Lizzie pretended interest in a knot of ribbons in a hideous combination of yellow and purple velvet. How could she
even begin to think of ribbons at a time like this?
“I hear there is a plan afoot,” she murmured. “Some sort of party at Lord Steyne’s Brighton villa in a fortnight.”
“Indeed?” said Clare. “Who is your informant?”
“Rosamund,” said Lizzie. “She says all the family will be there, so it sounds like it must be a respectable event. For once. They expect Lady Steyne to make her move then.”
Brighton was no great distance from Little Thurston. Lizzie did not mean to wait behind tamely while matters came to a head elsewhere. If only she did not feel so unwell all the time …
At least there were no strong scents to speak of in the haberdasher’s, she thought, as she waited for Clare to pay for her a stack of parcels she’d managed to accumulate in an amazingly short space of time.
Lost in her own thoughts, Lizzie hardly noticed when the bell jingled and a newcomer entered.
Expensive French scent accosted her first, sending her senses spinning. She looked up to see a very sophisticated young woman reach to draw two lengths of pink satin ribbon in slightly different shades from the wooden tree over which they hung.
“Is it that I may ask your opinion, mademoiselle?” said the woman in a heavy French accent. “This? Or this?” She held the ribbons against her gown.
A little startled at being accosted by a stranger, Lizzie tilted her head to judge.
Without waiting for her reply, the woman whispered, “I have a message for you from Lady Steyne.”
Lizzie’s heart bounded into her throat. She glanced back toward the counter, but Clare was fully occupied in conversation with Mrs. Trotter and did not notice the exchange. “Yes?”
“Milady is at the inn. This afternoon only. You are to come to her there. You must ask for Mrs. Jones.”

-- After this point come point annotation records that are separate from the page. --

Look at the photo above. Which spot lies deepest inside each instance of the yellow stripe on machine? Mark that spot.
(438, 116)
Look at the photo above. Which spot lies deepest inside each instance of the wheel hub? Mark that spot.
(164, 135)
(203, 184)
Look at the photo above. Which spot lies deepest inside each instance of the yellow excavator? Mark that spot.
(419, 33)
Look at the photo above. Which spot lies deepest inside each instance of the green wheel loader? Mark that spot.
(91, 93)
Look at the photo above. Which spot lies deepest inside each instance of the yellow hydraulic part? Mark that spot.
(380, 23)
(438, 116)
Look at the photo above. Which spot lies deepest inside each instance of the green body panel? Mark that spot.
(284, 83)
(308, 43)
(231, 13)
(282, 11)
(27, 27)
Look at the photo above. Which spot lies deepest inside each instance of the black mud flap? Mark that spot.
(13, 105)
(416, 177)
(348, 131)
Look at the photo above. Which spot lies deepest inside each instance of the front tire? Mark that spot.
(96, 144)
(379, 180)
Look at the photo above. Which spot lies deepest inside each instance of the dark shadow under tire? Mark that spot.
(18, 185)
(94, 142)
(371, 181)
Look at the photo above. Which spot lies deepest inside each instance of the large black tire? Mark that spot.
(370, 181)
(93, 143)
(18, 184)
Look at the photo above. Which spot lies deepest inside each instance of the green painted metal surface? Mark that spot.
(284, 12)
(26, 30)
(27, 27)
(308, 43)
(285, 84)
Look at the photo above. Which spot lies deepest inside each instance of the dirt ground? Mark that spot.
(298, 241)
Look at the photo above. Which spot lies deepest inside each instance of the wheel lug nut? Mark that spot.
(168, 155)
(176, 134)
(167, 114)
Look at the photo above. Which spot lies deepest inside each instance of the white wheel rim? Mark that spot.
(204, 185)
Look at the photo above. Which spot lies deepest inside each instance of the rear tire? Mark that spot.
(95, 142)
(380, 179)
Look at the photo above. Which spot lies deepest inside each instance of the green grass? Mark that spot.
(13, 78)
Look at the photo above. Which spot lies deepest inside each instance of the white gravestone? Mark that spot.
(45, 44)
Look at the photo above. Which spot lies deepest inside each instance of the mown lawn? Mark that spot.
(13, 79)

There was no time to consider the matter. Instinct told her she could not allow this opportunity to slip through her fingers. If she met with Lady Steyne, she might see a way to resolve the problem, once and for all.
Lizzie gave a quick nod to signify her agreement to the rendezvous. As the woman seemed to have nothing further to add, Lizzie hurried to join Clare.
“I need to get away this afternoon,” she murmured to Clare. “You know what to do.”